On May 10 the new Continental Congress had met at Philadelphia, and it at once occupied itself, with an energy and an industry that few legislative bodies have ever equalled, in organising the war. 1 Like the former Congress, its debates were secret, and its decisions were ultimately unanimous. New York, which for a time had flinched, was now fully rallied to the cause, and before the close of the Congress, Georgia for the first time openly joined the twelve other colonies. The conciliatory offer of Lord North was emphatically rejected. The colonies, it was said, had the exclusive right, not only of granting their own money, but also of deliberating whether they will make any gift, for what purpose and to what amount; and ‘it is not just that they should be required to oblige themselves to other contributions, while Great Britain possesses a monopoly of their trade.’ Still professing to have no desire to separate from Great Britain, the Congress drew up another petition, expressing deep loyalty to the King, and addresses to the people of Great Britain, Ireland, and Canada, and to the Assembly of Jamaica, asserting that the British had been the aggressors at Lexington, and had destroyed every vestige of constitutional liberty in Massachusetts, and that America, in taking up arms, acted strictly in self-defence. It forbade the colonists to have any commercial intercourse with those ports of America which had not observed the non-importation agreement of the preceding year. It forbade them to furnish any provisions or other necessaries to British fishermen on their coast, or to anyone connected with the British army or navy.
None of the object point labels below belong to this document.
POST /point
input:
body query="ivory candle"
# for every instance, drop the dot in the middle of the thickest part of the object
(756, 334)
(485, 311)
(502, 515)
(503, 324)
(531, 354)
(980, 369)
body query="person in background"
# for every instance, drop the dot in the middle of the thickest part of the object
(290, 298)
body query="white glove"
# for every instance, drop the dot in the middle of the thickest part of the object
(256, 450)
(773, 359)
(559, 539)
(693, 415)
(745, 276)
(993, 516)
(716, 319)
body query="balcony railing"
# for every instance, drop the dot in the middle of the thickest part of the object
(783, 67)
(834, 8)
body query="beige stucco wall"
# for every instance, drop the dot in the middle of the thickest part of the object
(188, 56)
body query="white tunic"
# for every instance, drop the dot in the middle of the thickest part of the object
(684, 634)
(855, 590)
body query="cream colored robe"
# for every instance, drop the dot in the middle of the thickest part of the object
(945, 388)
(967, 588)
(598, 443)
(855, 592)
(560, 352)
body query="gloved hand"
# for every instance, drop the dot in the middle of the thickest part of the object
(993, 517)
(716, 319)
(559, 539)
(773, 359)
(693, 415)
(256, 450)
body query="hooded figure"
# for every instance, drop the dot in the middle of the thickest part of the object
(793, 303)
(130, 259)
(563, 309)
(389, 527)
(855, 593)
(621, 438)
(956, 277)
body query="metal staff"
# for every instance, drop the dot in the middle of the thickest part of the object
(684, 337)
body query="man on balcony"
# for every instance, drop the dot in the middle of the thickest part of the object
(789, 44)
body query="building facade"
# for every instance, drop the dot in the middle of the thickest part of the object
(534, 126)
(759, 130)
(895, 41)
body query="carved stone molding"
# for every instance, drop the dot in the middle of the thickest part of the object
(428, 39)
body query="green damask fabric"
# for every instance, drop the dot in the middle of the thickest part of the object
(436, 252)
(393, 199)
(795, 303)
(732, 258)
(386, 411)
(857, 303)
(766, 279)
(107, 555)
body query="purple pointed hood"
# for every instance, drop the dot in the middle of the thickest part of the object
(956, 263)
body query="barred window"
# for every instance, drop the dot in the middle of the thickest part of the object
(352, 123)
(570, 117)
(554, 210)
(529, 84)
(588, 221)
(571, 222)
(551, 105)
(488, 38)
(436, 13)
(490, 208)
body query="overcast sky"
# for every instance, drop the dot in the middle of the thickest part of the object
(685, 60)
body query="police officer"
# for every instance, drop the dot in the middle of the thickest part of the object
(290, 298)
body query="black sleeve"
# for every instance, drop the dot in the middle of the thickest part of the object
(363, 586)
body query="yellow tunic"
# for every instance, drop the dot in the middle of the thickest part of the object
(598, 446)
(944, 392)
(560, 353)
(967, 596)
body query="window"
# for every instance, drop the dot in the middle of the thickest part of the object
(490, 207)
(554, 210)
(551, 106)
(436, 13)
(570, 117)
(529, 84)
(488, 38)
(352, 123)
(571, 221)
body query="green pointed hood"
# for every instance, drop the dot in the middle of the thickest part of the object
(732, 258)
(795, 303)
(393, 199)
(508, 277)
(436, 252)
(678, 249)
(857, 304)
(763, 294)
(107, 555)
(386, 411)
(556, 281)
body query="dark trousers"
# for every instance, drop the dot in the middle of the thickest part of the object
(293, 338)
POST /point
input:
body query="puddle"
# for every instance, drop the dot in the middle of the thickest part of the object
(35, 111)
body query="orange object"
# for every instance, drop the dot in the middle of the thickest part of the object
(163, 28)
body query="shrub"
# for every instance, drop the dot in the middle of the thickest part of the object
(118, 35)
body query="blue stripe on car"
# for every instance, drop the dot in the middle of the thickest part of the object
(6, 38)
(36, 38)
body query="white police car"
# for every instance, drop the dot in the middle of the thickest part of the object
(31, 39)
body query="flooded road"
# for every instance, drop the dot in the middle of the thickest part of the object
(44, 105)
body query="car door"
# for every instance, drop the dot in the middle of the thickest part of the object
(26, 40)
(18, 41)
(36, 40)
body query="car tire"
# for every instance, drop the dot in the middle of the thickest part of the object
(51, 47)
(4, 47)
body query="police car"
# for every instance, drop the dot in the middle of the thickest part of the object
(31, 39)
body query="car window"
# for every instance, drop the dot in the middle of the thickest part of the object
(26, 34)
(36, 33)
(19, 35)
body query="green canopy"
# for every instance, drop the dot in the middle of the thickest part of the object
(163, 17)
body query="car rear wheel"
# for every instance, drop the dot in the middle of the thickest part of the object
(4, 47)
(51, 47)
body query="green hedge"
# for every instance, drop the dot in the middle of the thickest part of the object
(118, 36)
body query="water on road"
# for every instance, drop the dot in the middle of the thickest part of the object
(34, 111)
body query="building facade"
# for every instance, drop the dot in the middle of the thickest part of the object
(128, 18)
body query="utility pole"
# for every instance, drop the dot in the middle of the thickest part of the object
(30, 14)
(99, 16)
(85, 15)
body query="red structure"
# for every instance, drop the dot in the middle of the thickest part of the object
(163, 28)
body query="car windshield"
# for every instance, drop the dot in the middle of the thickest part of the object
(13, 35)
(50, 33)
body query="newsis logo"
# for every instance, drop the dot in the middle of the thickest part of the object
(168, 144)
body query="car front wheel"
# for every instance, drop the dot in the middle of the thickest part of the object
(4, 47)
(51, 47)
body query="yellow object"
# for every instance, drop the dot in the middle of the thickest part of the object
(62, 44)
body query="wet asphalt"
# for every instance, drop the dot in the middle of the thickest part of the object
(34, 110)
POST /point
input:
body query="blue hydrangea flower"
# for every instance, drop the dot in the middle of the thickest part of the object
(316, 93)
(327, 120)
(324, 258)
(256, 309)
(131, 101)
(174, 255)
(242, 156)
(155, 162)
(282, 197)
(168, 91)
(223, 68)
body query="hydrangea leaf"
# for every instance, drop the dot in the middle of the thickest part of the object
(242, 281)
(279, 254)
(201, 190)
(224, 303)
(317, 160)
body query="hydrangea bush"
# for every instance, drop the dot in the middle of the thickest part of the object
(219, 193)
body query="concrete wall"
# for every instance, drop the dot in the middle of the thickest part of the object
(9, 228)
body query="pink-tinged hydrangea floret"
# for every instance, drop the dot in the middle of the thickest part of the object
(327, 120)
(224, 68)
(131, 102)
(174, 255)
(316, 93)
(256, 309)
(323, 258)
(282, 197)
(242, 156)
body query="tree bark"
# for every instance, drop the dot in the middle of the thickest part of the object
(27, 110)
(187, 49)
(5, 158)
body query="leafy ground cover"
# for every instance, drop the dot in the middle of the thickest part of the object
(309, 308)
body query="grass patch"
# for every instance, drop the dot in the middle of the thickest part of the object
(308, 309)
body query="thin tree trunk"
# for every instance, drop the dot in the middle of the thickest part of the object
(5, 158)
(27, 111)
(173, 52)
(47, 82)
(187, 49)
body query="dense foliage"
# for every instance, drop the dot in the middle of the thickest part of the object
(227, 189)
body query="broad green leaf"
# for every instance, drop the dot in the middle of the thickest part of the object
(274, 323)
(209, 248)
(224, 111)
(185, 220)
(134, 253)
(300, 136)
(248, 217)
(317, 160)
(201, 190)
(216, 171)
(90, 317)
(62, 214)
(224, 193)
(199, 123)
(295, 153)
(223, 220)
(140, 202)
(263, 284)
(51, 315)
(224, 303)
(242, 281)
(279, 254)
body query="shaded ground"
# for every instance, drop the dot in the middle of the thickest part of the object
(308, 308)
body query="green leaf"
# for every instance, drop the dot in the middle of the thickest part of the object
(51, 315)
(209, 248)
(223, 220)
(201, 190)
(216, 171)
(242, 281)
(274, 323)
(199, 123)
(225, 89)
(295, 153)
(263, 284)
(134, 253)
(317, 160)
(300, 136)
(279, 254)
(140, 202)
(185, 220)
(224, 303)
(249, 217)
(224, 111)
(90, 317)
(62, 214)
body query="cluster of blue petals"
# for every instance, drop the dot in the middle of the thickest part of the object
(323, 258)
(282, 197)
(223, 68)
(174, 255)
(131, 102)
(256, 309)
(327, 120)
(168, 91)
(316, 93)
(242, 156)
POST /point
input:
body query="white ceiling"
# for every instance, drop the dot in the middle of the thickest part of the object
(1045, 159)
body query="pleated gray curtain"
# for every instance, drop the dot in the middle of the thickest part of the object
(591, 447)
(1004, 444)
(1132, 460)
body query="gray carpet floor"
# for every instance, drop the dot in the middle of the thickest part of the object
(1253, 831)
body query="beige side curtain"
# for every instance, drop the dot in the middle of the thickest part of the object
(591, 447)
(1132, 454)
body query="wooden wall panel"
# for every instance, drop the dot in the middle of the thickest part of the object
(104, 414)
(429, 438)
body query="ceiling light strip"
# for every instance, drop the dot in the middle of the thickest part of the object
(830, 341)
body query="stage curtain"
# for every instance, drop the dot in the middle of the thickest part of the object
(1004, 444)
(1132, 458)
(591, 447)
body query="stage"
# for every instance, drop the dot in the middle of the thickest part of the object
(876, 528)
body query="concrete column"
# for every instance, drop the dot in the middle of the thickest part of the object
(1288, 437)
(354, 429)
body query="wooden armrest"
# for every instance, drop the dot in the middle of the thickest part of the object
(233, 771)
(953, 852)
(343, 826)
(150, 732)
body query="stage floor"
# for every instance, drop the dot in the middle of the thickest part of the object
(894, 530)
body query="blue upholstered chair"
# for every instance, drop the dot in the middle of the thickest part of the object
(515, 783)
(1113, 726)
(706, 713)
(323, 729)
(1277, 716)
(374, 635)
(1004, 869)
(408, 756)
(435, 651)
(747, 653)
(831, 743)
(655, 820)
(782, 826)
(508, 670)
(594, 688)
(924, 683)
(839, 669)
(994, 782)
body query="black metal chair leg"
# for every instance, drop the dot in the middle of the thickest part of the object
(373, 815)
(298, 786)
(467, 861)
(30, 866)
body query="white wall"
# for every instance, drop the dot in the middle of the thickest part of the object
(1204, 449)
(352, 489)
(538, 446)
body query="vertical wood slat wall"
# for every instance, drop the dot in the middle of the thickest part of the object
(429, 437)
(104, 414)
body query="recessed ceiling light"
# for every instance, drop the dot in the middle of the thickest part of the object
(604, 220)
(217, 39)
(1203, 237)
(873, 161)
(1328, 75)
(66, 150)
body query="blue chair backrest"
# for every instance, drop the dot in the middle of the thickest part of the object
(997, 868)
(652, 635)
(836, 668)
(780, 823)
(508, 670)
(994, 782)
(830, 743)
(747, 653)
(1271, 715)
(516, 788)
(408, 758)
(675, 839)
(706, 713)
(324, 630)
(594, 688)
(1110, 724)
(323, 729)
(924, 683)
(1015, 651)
It at the same time ordered that ten companies of riflemen from Pennsylvania, Maryland, and Virginia, should be raised to reinforce the New England army at Cambridge; made rules for the regulation of the revolutionary army; determined upon an expedition to Canada; issued bills of credit to the amount of 3,000,000 Spanish dollars; established an American post-office with Franklin at its head; appointed a number of general officers, and, above all, selected George Washington as Commander-in-chief of the American army.